De grieven behoeven voor het overige geen bespreking. Partijen hebben geen feiten te bewijzen aangeboden die, indien bewezen, tot een andere uitkomst zouden kunnen leiden. De slotsom is dat het hoger beroep gegrond is voor zover Kriterion opkomt tegen de afwijzing van de restitutievordering met rente in het bestreden vonnis. Het hof zal het bestreden vonnis daarom vernietigen en de vordering van Kriterion alsnog toewijzen zoals hiervoor in 2.19 (slot) vermeld, met veroordeling van WashTec – als de overwegend in het ongelijk gestelde partij – in de kosten van beide instanties.
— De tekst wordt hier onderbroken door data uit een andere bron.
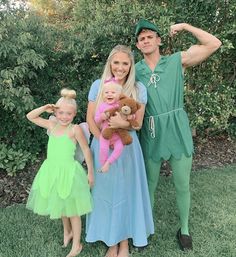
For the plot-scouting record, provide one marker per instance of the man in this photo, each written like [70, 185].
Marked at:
[166, 134]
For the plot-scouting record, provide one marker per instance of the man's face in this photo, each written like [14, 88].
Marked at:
[148, 42]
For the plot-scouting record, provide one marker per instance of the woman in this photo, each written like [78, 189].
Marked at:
[122, 207]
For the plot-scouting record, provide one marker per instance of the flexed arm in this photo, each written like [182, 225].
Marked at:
[196, 53]
[34, 115]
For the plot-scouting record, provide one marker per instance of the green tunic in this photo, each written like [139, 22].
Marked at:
[165, 130]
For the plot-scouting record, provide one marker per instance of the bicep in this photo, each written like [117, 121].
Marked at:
[195, 55]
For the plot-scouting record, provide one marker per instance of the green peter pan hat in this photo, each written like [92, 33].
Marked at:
[145, 24]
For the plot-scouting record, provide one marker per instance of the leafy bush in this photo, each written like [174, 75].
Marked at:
[39, 57]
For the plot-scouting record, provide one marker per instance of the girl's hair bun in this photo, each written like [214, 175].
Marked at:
[68, 93]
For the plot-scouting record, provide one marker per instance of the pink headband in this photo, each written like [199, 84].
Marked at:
[112, 79]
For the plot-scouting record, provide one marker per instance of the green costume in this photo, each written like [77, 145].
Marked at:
[165, 134]
[60, 187]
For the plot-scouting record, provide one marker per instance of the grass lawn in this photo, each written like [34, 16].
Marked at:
[212, 223]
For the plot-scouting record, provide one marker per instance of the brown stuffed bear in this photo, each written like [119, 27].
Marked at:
[127, 106]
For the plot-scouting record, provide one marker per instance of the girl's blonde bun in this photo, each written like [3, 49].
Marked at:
[68, 93]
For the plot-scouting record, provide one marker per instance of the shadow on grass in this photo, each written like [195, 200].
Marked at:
[212, 223]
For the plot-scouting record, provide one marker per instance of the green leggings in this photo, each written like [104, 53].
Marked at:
[181, 175]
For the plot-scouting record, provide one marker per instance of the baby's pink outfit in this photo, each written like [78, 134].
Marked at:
[105, 143]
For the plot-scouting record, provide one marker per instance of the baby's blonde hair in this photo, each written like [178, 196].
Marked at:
[68, 96]
[118, 88]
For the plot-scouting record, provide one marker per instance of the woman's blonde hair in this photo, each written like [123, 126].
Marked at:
[68, 96]
[129, 88]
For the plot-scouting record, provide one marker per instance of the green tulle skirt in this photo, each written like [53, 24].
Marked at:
[60, 189]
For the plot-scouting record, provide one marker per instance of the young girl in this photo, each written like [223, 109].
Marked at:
[60, 188]
[110, 93]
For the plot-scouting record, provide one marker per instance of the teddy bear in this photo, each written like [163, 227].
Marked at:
[126, 107]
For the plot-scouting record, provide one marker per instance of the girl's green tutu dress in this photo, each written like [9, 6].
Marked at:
[60, 187]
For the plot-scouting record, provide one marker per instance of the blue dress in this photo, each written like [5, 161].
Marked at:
[121, 203]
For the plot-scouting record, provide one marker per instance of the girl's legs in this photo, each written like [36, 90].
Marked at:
[181, 176]
[76, 230]
[67, 231]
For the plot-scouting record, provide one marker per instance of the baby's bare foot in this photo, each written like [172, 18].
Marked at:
[75, 252]
[112, 251]
[105, 167]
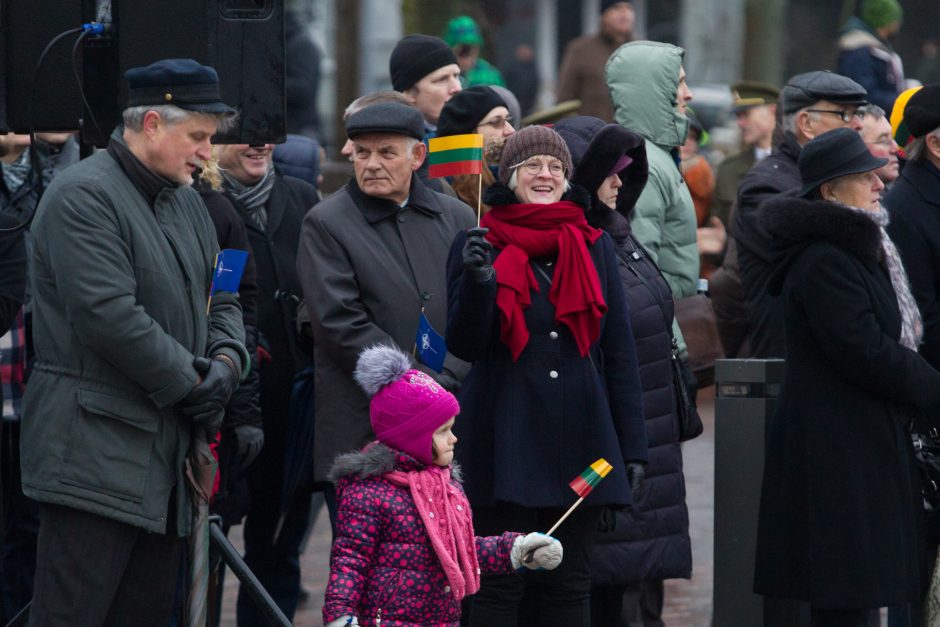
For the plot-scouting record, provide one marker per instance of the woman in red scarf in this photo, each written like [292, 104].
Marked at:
[536, 302]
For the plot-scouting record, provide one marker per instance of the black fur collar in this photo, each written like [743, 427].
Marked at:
[375, 460]
[498, 194]
[797, 222]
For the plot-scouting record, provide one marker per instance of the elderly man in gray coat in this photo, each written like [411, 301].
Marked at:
[371, 259]
[129, 362]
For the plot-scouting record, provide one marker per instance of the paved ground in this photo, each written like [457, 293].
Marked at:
[688, 603]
Het hof begroot de kosten van de eerste aanleg aan de zijde van Kriterion tot op heden op € 99,01 voor de dagvaarding, € 972 voor het griffierecht en € 1.442 voor het salaris van de advocaat, totaal € 2.513,01. De kosten van het hoger beroep aan de zijde van Kriterion begroot het hof tot op heden op € 100,89 voor de dagvaarding, € 2.071 voor het griffierecht en € 3.916 voor het salaris van de advocaat, totaal € 6.087,89. De nakosten begroot het hof zoals het dictum vermeldt.

3.Beslissing

Het hof:
- vernietigt het bestreden vonnis;
en, opnieuw rechtdoende:
  • veroordeelt WashTec tot betaling aan Kriterion van € 67.065,19, te vermeerderen met de wettelijke rente als bedoeld in artikel 6:119 BW over € 65.769 als volgt:
  • veroordeelt WashTec in de kosten van de eerste aanleg, aan de zijde van Kriterion begroot op € 2.513,01;
  • veroordeelt WashTec in de kosten van het hoger beroep, aan de zijde van Kriterion begroot tot op heden op € 6.087,89 en op € 157 aan nasalaris voor de advocaat, nog te verhogen met € 82 indien niet binnen veertien dagen na aanschrijving in der minne aan dit arrest is voldaan en vervolgens betekening van dit arrest heeft plaatsgevonden, en bepaalt dat deze bedragen binnen 14 dagen na de dag van de uitspraak dan wel, wat betreft het bedrag van € 82, na de datum van betekening, moeten zijn voldaan, bij gebreke waarvan deze bedragen worden vermeerderd met de wettelijke rente als bedoeld in artikel 6:119 BW vanaf het einde van de betreffende termijn van 14 dagen;
  • veroordeelt WashTec tot restitutie aan Kriterion van al wat deze ter uitvoering van het bestreden vonnis aan haar heeft voldaan, te vermeerderen met de wettelijke rente vanaf de betaaldatum;
  • verklaart dit arrest wat de hierin uitgesproken veroordelingen betreft uitvoerbaar bij voorraad;
  • wijst het meer of anders gevorderde af.
Dit arrest is gewezen door mrs. J.W. Frieling, R.J.F. Thiessen en G.C. de Heer en is ondertekend en uitgesproken ter openbare terechtzitting van 26 januari 2021 door mr. J.E.H.M Pinckaers, rolraadsheer, in aanwezigheid van de griffier.